Tokyo celebrates Christmas as frenetically as New York. The stores, hung with wreaths and with a winkling pine tree in every lobby, are jammed with people searching for gifts for the kids. The sales staff is decked out with red caps trimmed with white fur and with a white fluffy ball on the top. Bearded Santas roam the aisles ho ho ho. There are spectacular lighting displays in all stores confident their Christmas sales will pay for it all.
After dinner on Christmas day, most families will put on the table an elaborate Christmas cake. Oh! Ah!
Then a few days later comes Oshogatsu, a three-day celebration of the dawn of the New Year, requiring an exchange of New Year's card to keep the Post Office busy and a meal geared to taking three days to eat.
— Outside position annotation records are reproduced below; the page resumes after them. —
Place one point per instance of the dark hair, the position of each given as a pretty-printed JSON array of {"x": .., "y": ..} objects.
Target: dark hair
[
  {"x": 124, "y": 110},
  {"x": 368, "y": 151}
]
Children are ritually given envelopes containing money.
When Christmas, then Shogatsu is finally over, there is a general collapse and people are happy to resume the quiet, regulated regime of work.
Western holidays began appearing on Japanese calendars when Japanese businessmen went abroad and saw that special occasions were recognized by everyone at certain times of the year. These days, everyone's birthday is recognized whereas before only the Emperor's Birthday was a special day. On Valentine's Day, men give chocolates to their women friends. On Halloween, Japanese kids dress up as witches and skeletons. Predictably, some pubs celebrate St. Patrick's Day.
So now, there are two sets of holidays in Japan - Western holidays and
traditional Japanese holidays such as seijin no hi (when those who have just turned 20 dress in kimono and go for a walk around town), setsubun (to mark the beginning of Spring on February 3), obon (a festival to commemorate members of the family who have died), keiro no hi (respect for the aged day), and bunka no hi (Culture Day, when we give thanks for having the arts to play with).
And so it is that the Japanese calendar is sprinkled with more holidays than any other country.